O globo, n.31375, 02/07/2019. País, p. 06

 

Relatório de CPI vai pedir o indiciamento da Vale e Tüv Süd 

Naira Trindade 

02/07/2019

 

 

Cinco meses após o rompimento da Barragem de Brumadinho, que deixou ao menos 246 mortos e 24 desaparecidos, o relatório da Comissão Parlamentar de Inquérito (CPI) no Senado vai acusar a Vale de omissão e dizer que a empresa operou no campo do “risco proibido”. Em seu parecer, o relator, senador Carlos Viana (PSDMG), vai pedir o indiciamento da Vale, da empresa alemã Tüv Süd, que atestou a estabilidade do muro de contenção de rejeitos, e de 14 mais funcionários das duas companhias por homicídio culposo e crime ambiental.

No parecer que será apresentado à comissão hoje, ao qual o GLOBO teve acesso, o relator concluiu que “diretores, gerentes e funcionários da empresa operavam dentro do campo do risco

proibido, ou seja, aquele que expõe bens jurídicos (vida, patrimônio, meio ambiente) a perigo concreto”. Carlos Viana disse ainda “ter a certeza de que a Vale detinha de informações sobre o risco do rompimento”.

— Ficou muito claro nos dois anos de quebra de sigilo de e-mails que a empresa detinha informações e foi omissa — disse o relator ao GLOBO.

No texto, pede-se o indiciamento da Vale e da Tüv Süd por “crime culposo de destruição de flora de preservação permanente e de mata atlântica e de poluição, que provoca mortandade de fauna e flora, com inviabilização de área para ocupação humana, combinados com responsabilidade penal de pessoa jurídica”. Já para os 12 funcionários da Vale e dois da Tüv Süd, Viana pede indiciamento por homicídio culposo, lesão corporal culposa e também pelos crimes de destruição da flora.

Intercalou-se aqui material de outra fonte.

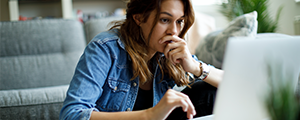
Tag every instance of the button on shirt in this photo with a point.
(101, 81)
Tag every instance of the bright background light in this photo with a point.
(208, 2)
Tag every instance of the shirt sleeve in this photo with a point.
(86, 85)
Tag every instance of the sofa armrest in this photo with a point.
(9, 98)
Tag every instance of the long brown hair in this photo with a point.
(137, 47)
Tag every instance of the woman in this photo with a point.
(131, 67)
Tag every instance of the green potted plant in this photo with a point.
(266, 23)
(281, 101)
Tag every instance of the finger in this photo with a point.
(169, 38)
(176, 56)
(171, 54)
(191, 108)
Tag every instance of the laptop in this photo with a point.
(248, 63)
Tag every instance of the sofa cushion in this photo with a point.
(96, 26)
(212, 49)
(39, 53)
(32, 104)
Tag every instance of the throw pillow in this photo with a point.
(212, 49)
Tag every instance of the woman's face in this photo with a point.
(170, 23)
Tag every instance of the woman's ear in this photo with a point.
(137, 19)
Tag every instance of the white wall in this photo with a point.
(213, 10)
(286, 21)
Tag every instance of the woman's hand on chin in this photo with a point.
(177, 52)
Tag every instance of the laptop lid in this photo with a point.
(242, 93)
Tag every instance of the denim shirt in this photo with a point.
(101, 81)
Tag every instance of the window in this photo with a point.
(208, 2)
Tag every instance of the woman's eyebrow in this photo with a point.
(168, 14)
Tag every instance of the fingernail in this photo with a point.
(191, 116)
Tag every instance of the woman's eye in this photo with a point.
(179, 21)
(164, 20)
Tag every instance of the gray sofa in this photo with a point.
(37, 62)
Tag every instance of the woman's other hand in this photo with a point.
(171, 100)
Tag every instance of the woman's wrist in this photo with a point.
(198, 71)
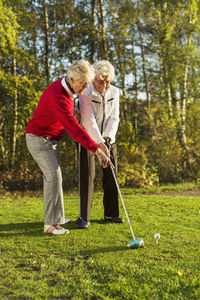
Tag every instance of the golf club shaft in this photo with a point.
(113, 172)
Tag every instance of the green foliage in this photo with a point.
(95, 263)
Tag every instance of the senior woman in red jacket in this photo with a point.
(53, 116)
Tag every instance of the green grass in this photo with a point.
(95, 263)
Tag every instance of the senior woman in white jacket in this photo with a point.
(99, 108)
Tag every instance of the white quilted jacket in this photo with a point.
(100, 114)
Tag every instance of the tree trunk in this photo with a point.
(15, 125)
(102, 31)
(46, 42)
(143, 65)
(93, 38)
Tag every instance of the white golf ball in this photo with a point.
(157, 236)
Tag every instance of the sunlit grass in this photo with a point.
(95, 263)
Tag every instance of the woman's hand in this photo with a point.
(105, 149)
(103, 159)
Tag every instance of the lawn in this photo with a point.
(96, 263)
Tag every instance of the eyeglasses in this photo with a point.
(102, 82)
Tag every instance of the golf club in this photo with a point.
(136, 243)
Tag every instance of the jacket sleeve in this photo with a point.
(63, 109)
(113, 121)
(88, 119)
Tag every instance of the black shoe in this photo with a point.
(114, 219)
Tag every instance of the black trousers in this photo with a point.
(86, 177)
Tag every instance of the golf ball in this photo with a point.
(157, 236)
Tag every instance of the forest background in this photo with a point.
(155, 49)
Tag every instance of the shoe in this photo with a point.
(82, 224)
(55, 229)
(114, 219)
(67, 220)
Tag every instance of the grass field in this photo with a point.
(95, 263)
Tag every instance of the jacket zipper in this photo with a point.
(103, 114)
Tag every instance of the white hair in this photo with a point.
(81, 69)
(103, 68)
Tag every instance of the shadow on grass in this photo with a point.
(103, 250)
(21, 228)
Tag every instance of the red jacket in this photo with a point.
(54, 114)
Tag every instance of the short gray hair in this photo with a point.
(103, 68)
(81, 69)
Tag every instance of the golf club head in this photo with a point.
(138, 243)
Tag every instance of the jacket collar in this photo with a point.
(68, 89)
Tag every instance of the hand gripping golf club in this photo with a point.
(136, 243)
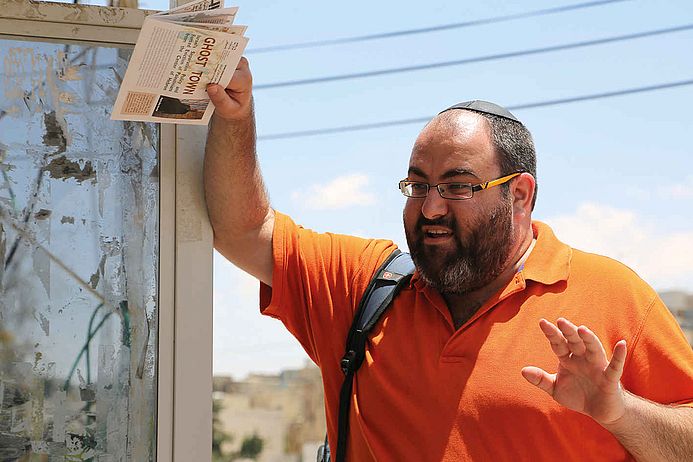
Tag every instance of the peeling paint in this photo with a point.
(42, 214)
(77, 349)
(54, 134)
(62, 168)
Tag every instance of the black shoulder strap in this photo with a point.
(389, 279)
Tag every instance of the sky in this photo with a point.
(615, 174)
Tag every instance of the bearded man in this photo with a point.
(447, 372)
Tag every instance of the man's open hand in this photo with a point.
(234, 102)
(586, 381)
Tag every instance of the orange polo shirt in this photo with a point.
(428, 392)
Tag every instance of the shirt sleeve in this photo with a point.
(660, 367)
(317, 282)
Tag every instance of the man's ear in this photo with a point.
(523, 188)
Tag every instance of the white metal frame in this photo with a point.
(184, 415)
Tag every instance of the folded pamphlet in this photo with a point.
(178, 53)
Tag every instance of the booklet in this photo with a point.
(179, 52)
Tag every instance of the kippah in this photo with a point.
(485, 107)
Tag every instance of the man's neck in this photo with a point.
(463, 306)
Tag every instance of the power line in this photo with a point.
(424, 30)
(459, 62)
(554, 102)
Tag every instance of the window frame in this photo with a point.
(184, 370)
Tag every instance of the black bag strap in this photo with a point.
(389, 279)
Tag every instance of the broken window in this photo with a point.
(79, 236)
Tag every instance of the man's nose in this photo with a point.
(434, 205)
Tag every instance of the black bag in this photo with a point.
(389, 279)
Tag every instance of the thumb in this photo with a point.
(539, 378)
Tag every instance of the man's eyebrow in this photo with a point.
(416, 171)
(460, 171)
(452, 173)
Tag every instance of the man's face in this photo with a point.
(458, 245)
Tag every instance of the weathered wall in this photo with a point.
(78, 274)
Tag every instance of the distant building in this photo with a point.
(285, 410)
(681, 306)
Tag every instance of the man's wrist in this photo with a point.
(631, 404)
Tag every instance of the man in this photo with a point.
(443, 375)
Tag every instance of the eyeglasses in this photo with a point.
(454, 190)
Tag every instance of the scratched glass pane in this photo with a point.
(78, 259)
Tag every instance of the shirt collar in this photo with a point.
(549, 261)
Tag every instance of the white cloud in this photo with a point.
(342, 192)
(244, 340)
(662, 258)
(683, 190)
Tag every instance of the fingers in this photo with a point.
(614, 370)
(594, 350)
(570, 332)
(539, 378)
(234, 102)
(559, 344)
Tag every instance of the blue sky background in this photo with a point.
(615, 174)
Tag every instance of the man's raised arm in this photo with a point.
(237, 201)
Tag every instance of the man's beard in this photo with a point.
(472, 264)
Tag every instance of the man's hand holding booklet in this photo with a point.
(178, 53)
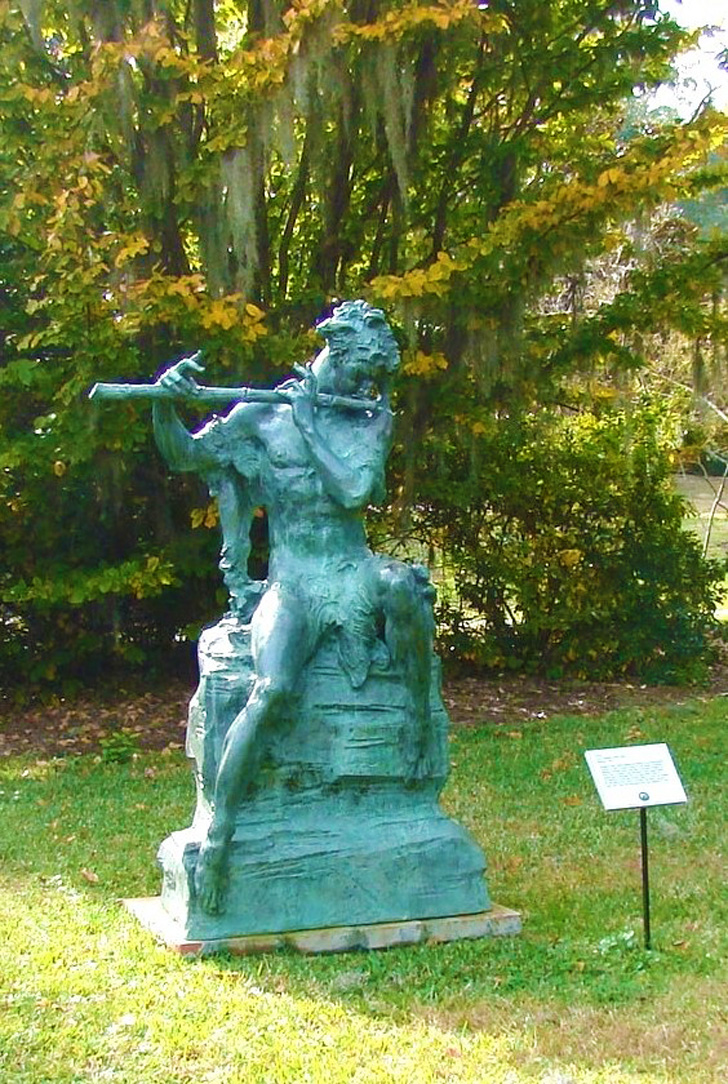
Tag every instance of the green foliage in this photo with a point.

No documento de 395 páginas, o relator chamou a atenção para troca de e-mails entre funcionários da Vale e da empresa de auditoria TüvSüv onde eram promovidas alterações no conteúdo antes que fossem formalmente apresentados à Vale e à Agência Nacional de Mineração (ANM). “Como fica a credibilidade dos resultados? Sempre que não passar, a Vale vai envolver uma outra empresa até ter um resultado benéfico pra ela?”, questionou um dos funcionários da Tüv-Süv à mineradora.

APOIO DE ALCOLUMBRE

O relator identificou haver claro conflito de interesse entre as duas empresas e acusou a companhia alemã de alterar o conteúdo até isentar a Vale de responsabilidades. Com base nisso, o relator propõe —em um dos três projetos de lei que serão apresentados pela comissão — passar para a agência reguladora, ANM, a responsabilidade de contratar as empresas de auditoria externa responsáveis por avaliar as estabilidades das barragens.

Em outro dos projetos propostos está a criação de uma “participação especial” aplicada à receita líquida das mineradoras, com alíquota máxima de 40%, a exemplo do que ocorre com o royalties do petróleo. O entendimento do relator é que, “aplicando se à tributação do lucro evita se inviabilizar a atividade do empreendedor, especialmente aqueles de porte médio ou pequeno, que exploram minas menores e de menor qualidade”.

Já o terceiro projeto quer acabar com as barragens de rejeitos em operação em um prazo máximo de dez anos. As que estão inativas teriam prazo de apenas cinco anos.

— Estamos com total apoio do presidente do Senado, Davi Alcolumbre, para que esses projetos sejam analisados de forma mais rápida possível —disse Viana.

Procurada, a Vale informou que “vai aguardar o relatório ser comunicado oficialmente para se pronunciar”. Já a Tüv-Süd não retornou às ligações.